Mindset Changes – Once a narcissist starts ramping up their abuse, you will see negative changes in your own mental state. You’ll be less calm, composed and easy-going, and more moody, impatient and possibly depressed. Your relationships with other people apart from the abusive person will often also deteriorate; you’ll find yourself more isolated. You’ll also see an increase in rumination, where you’re pondering, wondering and going-over interactions/conversations in your head (searching around this topic online is one part of that). Watch out for an increase in these negative states, especially if they didn’t really characterize your overall makeup before you met this person. Overall, narcissistic abuse will pull you out of the present moment and your body, and more into your head and thoughts (rumination, numbing, dissociation and detachment).
Somatic Changes – Feeds in to the mental changes. Narcissistic abuse does pull you out of your body and can lead to numbness if prolonged, but in the earlier stages, your body will tell you something is wrong with this person. If you’re observing a growing sense of dis-ease and distress manifesting somatically (in your body), that’s another crucial sign of narcissistic abuse and dealing with a disordered person. Can include heightened anxiety, difficulty sleeping, health/immune issues, an excessive “on edge” alertness, especially when around them. With Cluster B abuse, there can also be this weird alternating pattern between worry/panic and a strange calmness, that will break you down over time (don’t be fooled by the calm “lulls”). Palpitations and other strong reactions whenever the phone rings is also another classic sign. Pay attention to your “gut feel” and intuition. In more technical terms, intuition can be defined as your body/somatic space communicating with you non-verbally.

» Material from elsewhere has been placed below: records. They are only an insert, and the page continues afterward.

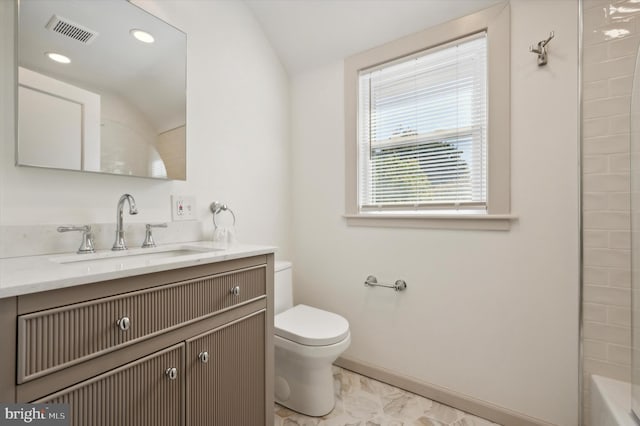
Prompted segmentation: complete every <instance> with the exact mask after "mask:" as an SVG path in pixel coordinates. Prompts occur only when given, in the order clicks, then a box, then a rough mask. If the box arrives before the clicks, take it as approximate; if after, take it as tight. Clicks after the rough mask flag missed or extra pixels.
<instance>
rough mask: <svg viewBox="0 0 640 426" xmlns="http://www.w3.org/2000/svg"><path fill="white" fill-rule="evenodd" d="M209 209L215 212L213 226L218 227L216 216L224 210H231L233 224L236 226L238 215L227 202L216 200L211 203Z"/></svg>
mask: <svg viewBox="0 0 640 426" xmlns="http://www.w3.org/2000/svg"><path fill="white" fill-rule="evenodd" d="M209 209H210V210H211V213H213V226H214V227H215V228H216V229H218V224H217V223H216V216H217V215H218V214H220V213H222V212H229V213H231V217H232V218H233V226H235V224H236V215H235V214H234V213H233V210H231V209H230V208H229V207H228V206H227V205H226V204H223V203H221V202H219V201H214V202H213V203H211V205H210V206H209Z"/></svg>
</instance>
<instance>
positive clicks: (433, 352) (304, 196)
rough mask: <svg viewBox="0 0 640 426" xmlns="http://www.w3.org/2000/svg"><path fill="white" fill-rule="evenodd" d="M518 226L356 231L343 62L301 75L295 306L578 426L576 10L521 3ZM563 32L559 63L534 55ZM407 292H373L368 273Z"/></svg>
mask: <svg viewBox="0 0 640 426" xmlns="http://www.w3.org/2000/svg"><path fill="white" fill-rule="evenodd" d="M511 7H512V25H511V32H512V35H511V37H512V40H511V41H512V43H511V49H512V53H511V55H512V56H511V70H512V76H511V106H512V122H511V125H512V130H511V147H512V154H511V170H512V178H511V179H512V181H511V183H512V186H511V187H512V190H511V192H512V194H511V195H512V212H513V213H514V214H515V215H517V216H518V218H519V219H518V220H517V221H516V222H514V224H513V226H512V228H511V230H510V231H506V232H504V231H453V230H425V229H390V228H386V229H381V228H356V227H347V226H346V224H345V220H344V219H343V217H342V215H343V214H344V212H345V210H344V208H345V206H344V190H345V181H344V151H345V150H344V137H343V135H344V128H343V125H344V122H343V63H342V62H337V63H334V64H331V65H329V66H325V67H322V68H319V69H315V70H312V71H310V72H306V73H304V74H301V75H299V76H296V77H294V78H293V81H292V105H291V111H292V152H293V181H294V185H293V200H294V204H293V206H294V208H293V229H294V239H293V241H294V242H293V248H294V250H293V252H294V258H293V261H294V280H295V284H294V288H295V294H294V297H295V301H296V303H308V304H311V305H315V306H318V307H320V308H324V309H328V310H332V311H334V312H337V313H339V314H341V315H344V316H345V317H346V318H347V319H348V320H349V322H350V325H351V331H352V338H353V340H352V344H351V347H350V348H349V349H348V350H347V352H346V354H345V355H346V356H347V357H348V358H351V359H356V360H360V361H364V362H367V363H369V364H372V365H374V366H378V367H382V368H385V369H388V370H391V372H394V373H396V374H402V375H405V376H409V377H411V378H413V379H415V380H419V381H423V382H427V383H431V384H435V385H438V386H442V387H445V388H448V389H451V390H453V391H455V392H459V393H462V394H465V395H468V396H471V397H473V398H477V399H480V400H483V401H486V402H490V403H493V404H496V405H498V406H501V407H505V408H508V409H510V410H513V411H516V412H519V413H522V414H526V415H529V416H533V417H536V418H538V419H542V420H545V421H548V422H551V423H554V424H558V425H568V426H573V425H576V424H577V422H578V374H579V370H578V368H579V367H578V318H579V315H578V307H579V276H578V275H579V228H578V217H579V210H578V209H579V207H578V196H579V189H578V179H579V170H578V157H579V151H578V147H579V145H578V144H579V140H578V127H579V126H578V124H579V123H578V47H577V45H578V28H577V25H578V2H577V1H574V0H562V1H558V0H549V1H530V0H515V1H512V6H511ZM551 30H555V33H556V38H555V39H554V40H553V41H552V44H551V46H550V58H549V64H548V65H547V66H546V67H538V66H537V64H536V57H535V55H532V54H531V53H529V51H528V49H529V45H531V44H532V43H537V41H539V40H540V39H542V38H543V37H546V36H547V35H548V33H549V31H551ZM369 274H373V275H376V276H377V277H378V280H380V281H387V282H393V281H395V280H396V279H404V280H406V282H407V283H408V290H407V291H406V292H403V293H394V292H393V291H391V290H388V289H380V288H375V289H372V288H365V287H364V285H363V282H364V279H365V278H366V277H367V275H369Z"/></svg>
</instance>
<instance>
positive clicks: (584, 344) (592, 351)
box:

Some Other Tests For Narcissism
Here are some other method of testing for narcissism/NPD in a person, both formal and informal:
Narcissistic Personality Inventory (NPI) – An alternative or complement to the DSM 5 criteria that measures and assesses narcissistic traits. A quicker and more economical questionnaire based assessment criteria, with the NPI-8 proving quite effective. Grandiose Exhibitionism (GE) and Leadership/Authority (L/A) are two personality traits especially focused on. An alternative to the DSM-5 but still quite technical and formal.
Growth Question – A simple, more informal test, that I think came from one of Richard Grannon’s seminars – just ask the narcissist, once you’ve got to know them: “in what way would you grow or change?”. And wait for some stupid, ridiculous answer, that isn’t even a proper answer. Narcissists, and the Cluster B disorders in general, have zero concept of growth, change, maturing, vocation or evolution. They’re superficial, concerned only with image/effect, and strictly power and emotional reaction fixated, and therefore any kind of growth or change in the deeper sense of the word is meaningless to them. And this will reflect in the really silly answers they give to this question. More generally, it’s often impossible to ever have a serious, sincere, meaningful discussion with a narcissist, because they don’t know how to. I had this experience when I asked a narcissist: “what do you need to let go of in life?”. His answer – “I dunno, a dog lead?”. Hopefully you get the idea.
The Smiling No Test – Also comes from Richard Grannon. Narcissists hate being told no or rejected, so doing this to them, but also while maintaining a calm, cheerful demeanor yourself, is a sure-fire way to irritate them and make them show their true colors. Just try repeatedly saying no to them, in a calm, composed way, not being drawn into further engagement (broken-record), while also smiling and remaining cheerful. If the person you’re dealing with is a narcissist, this will draw a rageful response from them.